Tyrant Premiere Cliched, Rape Heavy


Tyrant, the newest hour-long drama on the FX Network, premiered Tuesday night, and with it brought tired middle-eastern cliches and more rape/non-consesual sex scenes in 80 minutes than might have been necessary. The FX Network has always had great success with pushing the boundaries of the hour-long drama. This is the network of The Shield, Fargo, Sons of Anarchy, and American Horror Story. That streak continues with Tyrant, for better or worse.

Tyrant’s plot takes a cue from Francis Ford Coppola’s The Godfather in that a successful Southern California pediatrician, Barry al-Fayeed (Adam Rayner), and his family, wife Molly (Jennifer Finnegan) and two teen kids, Sammy and Emma (Noah Silver and Anne Winters), reluctantly return to Barry’s homeland, the fictional Middle Eastern city of Abbudin where his father, Khaled al-Fayeed (Nasser Faris), rules as a dictator, albeit one in poor health, hence the reason why a pediatrician–of all things–goes home in the first place. Barry reunites with his brother, Jamal (Ashraf Barhom), who is a sadistic, misogynistic tyrant in waiting (hence the show’s title).
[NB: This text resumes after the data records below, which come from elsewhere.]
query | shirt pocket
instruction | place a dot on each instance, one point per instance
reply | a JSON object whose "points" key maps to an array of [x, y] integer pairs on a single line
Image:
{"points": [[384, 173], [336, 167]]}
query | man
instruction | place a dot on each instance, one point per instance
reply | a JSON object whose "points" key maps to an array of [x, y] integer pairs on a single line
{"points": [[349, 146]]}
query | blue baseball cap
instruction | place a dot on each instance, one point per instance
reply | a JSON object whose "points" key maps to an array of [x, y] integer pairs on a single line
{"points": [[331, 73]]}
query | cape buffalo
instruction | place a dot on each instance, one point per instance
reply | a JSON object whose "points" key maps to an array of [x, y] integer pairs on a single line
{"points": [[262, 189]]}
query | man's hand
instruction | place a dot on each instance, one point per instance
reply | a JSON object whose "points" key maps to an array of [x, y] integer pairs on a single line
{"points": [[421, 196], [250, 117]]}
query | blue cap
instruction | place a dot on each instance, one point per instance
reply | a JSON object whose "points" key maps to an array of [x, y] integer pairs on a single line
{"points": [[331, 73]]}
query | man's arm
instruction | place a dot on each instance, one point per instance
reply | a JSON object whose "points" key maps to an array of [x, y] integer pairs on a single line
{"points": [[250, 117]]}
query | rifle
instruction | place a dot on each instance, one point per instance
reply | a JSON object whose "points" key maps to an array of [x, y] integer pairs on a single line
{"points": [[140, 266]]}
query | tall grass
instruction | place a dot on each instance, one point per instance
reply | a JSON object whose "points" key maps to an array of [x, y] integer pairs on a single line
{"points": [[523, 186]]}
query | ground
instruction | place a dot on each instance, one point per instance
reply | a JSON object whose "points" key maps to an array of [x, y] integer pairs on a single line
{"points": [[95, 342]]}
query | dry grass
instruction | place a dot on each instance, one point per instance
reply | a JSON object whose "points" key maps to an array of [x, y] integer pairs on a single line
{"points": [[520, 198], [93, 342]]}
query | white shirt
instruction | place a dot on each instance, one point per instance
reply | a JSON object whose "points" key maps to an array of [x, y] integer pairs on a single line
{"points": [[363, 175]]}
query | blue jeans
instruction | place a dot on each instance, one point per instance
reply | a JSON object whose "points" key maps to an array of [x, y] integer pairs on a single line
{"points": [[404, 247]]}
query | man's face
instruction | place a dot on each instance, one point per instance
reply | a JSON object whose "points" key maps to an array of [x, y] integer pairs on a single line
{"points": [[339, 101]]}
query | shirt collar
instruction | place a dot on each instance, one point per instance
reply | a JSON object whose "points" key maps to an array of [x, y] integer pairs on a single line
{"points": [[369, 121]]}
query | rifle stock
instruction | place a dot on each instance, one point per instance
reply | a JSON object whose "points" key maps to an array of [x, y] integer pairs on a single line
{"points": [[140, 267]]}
Tyrant is the brainchild of Howard Gordon, who masterminded 24 and Homeland, and at one time had Academy Award-Winning director Ang Lee (Life of Pi, The Ice Storm, Crouching Tiger, Hidden Dragon) on board to direct the pilot. But as originally highlighted in an article by The Hollywood Reporter, as the troubled production rolled on, Lee left the project after Gordon couldn’t commit to a solid vision with changes being made almost on a daily basis.

In true 24 fashion, Gordon relies heavily on Middle-Eastern cliches, and the women on Tyrant are presented more as props and less as characters. In the pilot episode alone, there are three instances of either rape or non-consensual sex, each time used solely to show how much of a monster Jamal is.

The Council on American-Islamic Relations has already spoken out against Tyrant for its depiction of Muslim/Arabic stereotypes. Critics have begun to share their thoughts on the show, such as Entertainment Weekly, who gave it a B-, and The Washington Post, who called it “flaccid and “a dud.”

How will audiences respond? Deadline is reporting that Tyrant grabbed a 2.1 million viewers, which is 20 percent less than what the tv show based on the hit film Fargo pulled back in April. The true testament to a show’s popularity comes not with the premiere, but with the subsequent episodes, and time will tell if viewers stay with Tyrant to watch uninspired cliches, the abject brutality of women, and other Middle-Eastern tropes, or if Tyrant falls in a bloodless coup and is cancelled.